26 Eylül 2024 Perşembe

'Öldülerse cenazemizi verin' talebi İzmir'de dile getirildi

Gözaltında sistematik işkence gören, sonrasında bir tekneye bindirilen ve kaldıkları tekne bombayla infilak edilerek katledilen Metin Andaç, Neslihan Uslu, Hasan Aaydoğan ve Ali Mandal'ı gündeme taşıyan İHD İzmir Şubesi, kaybedilenlerin akıbetinin açıklanmasını ve faillerin yargılanmasını istedi.

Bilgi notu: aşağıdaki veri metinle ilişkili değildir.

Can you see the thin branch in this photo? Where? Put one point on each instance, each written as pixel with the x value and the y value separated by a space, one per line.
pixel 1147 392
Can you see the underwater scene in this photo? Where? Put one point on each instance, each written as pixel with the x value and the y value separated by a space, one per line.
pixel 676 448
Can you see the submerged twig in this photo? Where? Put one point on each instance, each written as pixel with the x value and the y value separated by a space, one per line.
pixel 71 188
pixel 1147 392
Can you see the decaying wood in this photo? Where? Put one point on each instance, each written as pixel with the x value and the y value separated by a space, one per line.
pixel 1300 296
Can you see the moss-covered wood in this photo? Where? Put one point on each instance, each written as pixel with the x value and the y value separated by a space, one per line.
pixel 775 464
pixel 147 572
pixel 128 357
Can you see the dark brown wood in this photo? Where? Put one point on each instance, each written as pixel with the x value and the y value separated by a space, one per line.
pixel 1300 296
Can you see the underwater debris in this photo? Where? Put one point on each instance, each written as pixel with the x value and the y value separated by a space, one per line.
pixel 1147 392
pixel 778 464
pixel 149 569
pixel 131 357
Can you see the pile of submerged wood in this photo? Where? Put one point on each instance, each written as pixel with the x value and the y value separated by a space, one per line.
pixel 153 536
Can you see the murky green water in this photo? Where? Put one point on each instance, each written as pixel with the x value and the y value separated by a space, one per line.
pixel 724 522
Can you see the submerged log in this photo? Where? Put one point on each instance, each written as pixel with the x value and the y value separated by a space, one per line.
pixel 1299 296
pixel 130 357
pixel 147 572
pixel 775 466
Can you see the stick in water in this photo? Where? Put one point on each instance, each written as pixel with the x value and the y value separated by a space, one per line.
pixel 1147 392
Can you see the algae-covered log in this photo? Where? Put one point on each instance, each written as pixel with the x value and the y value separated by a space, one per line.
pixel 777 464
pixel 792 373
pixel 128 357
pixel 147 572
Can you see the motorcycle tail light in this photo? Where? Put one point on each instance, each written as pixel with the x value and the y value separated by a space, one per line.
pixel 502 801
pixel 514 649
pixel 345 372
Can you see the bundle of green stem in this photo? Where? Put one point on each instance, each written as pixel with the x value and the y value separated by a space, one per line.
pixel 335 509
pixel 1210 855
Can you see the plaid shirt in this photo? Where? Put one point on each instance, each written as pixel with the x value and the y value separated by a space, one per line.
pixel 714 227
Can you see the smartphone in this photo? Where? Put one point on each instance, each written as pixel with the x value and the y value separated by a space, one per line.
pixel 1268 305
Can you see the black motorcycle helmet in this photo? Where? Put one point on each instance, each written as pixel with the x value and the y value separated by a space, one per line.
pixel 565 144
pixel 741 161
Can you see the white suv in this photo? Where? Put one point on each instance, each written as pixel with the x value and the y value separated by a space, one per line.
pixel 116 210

İnsan Hakları Derneği (İHD) İzmir Şubesi, 31 Mart 1998 tarihinde; 46 yaşındaki Bergama doğumlu Metin Andaç, 30 yaşındaki Düzce doğumlu Neslihan Uslu, 24 yaşındaki Tokat doğumlu Hasan Aydoğan ve 40 yaşındaki İzmir Menemen doğumlu Mehmet Ali Mandal'ın dosyasını paylaştı, 90'lı yıllarda uygulanan işkence, kaybetme, katletme saldırılarını aktardı. Eylemde üzerinde kayıpların fotoğraflarının olduğu "Kayıplar belli failler nerede", "Kayıplar vicdanındır sahip çık" pankartları taşındı.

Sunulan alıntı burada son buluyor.